Current theory holds that the dark matter is present in some types of galaxies namely, spiral-shaped ones but not in elliptical-shaped ones.
Because most of the visible mass in a galaxy is concentrated in the center, stars at great distances from the center would be expected to move more slowly than stars closer in. Instead, stars in the outskirts of spiral galaxies seem to be the same at all distances from the center.
The reason for this, according to the dark matter theory, is the presence of an enormous halo of unseen dark matter in and around the galaxy, which exerts a gravitational influence on the stars.
According to the Israeli theory, elliptical galaxies ought to contain just as much dark matter as any other galaxy. But the paths of the slow-moving stars that have been seen in elliptical galaxies don't seem to bear the imprint of dark matter's gravitational tug, which would speed them up.
Dekel and his team suggest that a dearth of dark matter in elliptical galaxies which are created when smaller galaxies merge would have been "especially puzzling in the context of the common theory of galaxy formation, which assumes that ellipticals originate from mergers of disk [spiral] galaxies."
"Massive dark-matter halos are clearly detected in disk galaxies, so where did [the halos] disappear to during the mergers?" he asked.
Dekel and scientists on his team performed computer simulations of the mergers in which elliptical galaxies were formed and found that these processes could produce stars in elongated orbits that move slowly even when the dark matter is present.
The simulations were run on a supercomputer by graduate student Thomas Cox and supervised by physics Professor Joel Primack of University of California at Santa Cruz. The simulations were analyzed by Dekel and collaborators Felix Stoehr and Gary Mamon at the Institute of Astrophysics in Paris, where Dekel is the incumbent of the Blaise Pascal International Chair of Research at the Ecole Normale Superieure.
The simulations show that the observations reported in Science were a predictable consequence of the violent collision and merger of the spiral galaxies that led to the formation of elliptical galaxies.
"If we see a star at a large distance from the center of the galaxy, that star is going to be mostly moving either away from the center or back toward the center.
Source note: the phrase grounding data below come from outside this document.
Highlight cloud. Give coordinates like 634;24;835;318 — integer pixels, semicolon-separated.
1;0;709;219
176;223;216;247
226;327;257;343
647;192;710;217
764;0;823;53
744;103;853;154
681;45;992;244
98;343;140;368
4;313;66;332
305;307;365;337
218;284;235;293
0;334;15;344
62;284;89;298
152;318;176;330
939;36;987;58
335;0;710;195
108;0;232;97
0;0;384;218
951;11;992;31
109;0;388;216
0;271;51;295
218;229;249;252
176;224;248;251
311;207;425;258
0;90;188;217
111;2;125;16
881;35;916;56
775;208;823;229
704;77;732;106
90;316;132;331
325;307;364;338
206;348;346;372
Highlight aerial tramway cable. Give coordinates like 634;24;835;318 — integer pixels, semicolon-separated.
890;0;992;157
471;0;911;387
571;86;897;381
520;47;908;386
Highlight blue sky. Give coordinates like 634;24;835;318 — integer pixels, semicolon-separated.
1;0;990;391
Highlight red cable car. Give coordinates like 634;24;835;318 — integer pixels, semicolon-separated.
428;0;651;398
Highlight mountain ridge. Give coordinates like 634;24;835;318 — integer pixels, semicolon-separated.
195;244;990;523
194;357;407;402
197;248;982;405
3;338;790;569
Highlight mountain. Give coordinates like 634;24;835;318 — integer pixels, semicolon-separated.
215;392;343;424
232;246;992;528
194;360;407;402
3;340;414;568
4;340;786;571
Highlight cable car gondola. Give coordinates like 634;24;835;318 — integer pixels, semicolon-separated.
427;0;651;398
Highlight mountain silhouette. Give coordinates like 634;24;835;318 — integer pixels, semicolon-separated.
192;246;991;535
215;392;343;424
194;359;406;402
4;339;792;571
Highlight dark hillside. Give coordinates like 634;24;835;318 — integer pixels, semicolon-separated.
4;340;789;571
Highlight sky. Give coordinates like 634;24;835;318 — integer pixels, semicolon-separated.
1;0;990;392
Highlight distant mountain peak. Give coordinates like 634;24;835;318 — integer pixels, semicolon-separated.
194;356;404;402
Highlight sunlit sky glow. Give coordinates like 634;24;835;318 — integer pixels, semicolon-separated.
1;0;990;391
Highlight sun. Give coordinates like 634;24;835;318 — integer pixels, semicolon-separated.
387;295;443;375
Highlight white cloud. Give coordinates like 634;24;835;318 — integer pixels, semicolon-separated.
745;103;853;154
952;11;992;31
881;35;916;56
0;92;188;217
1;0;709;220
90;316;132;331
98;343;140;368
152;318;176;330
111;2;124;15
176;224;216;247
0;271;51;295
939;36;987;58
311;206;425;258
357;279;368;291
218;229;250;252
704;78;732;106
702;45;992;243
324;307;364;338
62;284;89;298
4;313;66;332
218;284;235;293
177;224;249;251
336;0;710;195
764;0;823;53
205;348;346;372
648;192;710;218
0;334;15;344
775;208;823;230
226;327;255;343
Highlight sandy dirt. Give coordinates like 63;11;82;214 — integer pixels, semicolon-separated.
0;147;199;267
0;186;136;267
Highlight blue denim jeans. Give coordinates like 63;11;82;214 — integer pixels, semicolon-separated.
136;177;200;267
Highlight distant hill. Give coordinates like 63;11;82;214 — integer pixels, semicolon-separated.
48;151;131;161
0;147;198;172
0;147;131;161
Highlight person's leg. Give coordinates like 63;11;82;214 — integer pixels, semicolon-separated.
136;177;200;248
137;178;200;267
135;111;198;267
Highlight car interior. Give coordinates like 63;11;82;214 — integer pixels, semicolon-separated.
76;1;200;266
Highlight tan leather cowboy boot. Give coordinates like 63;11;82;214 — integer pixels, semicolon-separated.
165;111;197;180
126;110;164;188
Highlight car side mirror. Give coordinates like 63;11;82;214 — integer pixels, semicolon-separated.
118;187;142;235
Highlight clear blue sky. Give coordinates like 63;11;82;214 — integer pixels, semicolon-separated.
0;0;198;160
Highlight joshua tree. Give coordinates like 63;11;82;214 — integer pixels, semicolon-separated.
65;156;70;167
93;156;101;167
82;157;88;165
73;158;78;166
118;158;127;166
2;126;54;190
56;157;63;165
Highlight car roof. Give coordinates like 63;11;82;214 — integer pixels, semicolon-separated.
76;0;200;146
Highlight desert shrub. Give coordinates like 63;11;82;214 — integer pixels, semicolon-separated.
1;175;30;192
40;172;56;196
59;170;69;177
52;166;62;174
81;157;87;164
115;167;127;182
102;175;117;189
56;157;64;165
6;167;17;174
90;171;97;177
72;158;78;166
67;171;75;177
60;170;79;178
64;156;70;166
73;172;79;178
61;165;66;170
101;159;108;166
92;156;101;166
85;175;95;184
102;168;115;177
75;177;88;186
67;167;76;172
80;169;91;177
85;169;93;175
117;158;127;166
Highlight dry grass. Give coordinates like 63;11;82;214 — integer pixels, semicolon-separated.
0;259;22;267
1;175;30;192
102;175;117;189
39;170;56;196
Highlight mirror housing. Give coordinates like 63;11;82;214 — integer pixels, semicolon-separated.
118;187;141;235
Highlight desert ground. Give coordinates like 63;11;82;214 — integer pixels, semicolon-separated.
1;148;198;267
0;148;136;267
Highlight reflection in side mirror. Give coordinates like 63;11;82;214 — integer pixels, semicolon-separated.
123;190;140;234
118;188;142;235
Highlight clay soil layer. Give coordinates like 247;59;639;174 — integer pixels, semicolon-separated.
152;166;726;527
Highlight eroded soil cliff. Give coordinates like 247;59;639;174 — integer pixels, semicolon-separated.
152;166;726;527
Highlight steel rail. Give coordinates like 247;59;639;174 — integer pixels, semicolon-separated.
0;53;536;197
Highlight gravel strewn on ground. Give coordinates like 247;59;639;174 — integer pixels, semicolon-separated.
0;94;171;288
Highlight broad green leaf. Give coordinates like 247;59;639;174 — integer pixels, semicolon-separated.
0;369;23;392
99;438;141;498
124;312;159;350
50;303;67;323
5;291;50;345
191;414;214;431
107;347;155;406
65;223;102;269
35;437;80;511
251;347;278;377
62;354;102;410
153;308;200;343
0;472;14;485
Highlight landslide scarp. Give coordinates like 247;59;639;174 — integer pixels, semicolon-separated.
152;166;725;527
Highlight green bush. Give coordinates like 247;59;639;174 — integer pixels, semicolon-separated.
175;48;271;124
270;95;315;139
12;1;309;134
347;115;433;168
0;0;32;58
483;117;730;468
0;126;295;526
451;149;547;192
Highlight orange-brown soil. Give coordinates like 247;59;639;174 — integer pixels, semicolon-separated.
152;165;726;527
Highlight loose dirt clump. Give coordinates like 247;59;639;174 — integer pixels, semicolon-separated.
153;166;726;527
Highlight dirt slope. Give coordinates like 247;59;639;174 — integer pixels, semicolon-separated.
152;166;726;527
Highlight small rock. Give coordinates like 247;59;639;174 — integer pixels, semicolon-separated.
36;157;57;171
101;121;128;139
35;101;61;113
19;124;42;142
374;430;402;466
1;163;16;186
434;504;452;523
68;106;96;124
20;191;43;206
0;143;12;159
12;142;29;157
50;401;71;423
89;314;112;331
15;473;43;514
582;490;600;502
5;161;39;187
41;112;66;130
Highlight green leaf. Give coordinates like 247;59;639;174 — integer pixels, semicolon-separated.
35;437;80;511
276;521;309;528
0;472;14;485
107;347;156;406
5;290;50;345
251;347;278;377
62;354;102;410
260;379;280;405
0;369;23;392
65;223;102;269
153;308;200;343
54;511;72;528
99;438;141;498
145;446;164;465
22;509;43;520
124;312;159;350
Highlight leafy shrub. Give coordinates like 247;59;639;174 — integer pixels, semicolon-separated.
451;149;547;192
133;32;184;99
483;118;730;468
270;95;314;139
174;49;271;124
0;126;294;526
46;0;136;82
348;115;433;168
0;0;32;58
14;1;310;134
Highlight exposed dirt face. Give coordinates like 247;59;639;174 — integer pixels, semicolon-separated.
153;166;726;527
Almost certainly, most of its motion is perpendicular to our line of sight," Dekel said. Under such circumstances, the star would appear to be moving quite slowly, when in fact this is not the case, based upon the models of simulated galaxy mergers studied by the Hebrew University-UCSC-Paris team.
"Our conclusion is that what the cosmologists described in 2003 is exactly what the dark matter model would predict," he said, "Our findings remove a problem which bothered them and make it possible to better understand the processes involved in creation of new galaxies in the universe."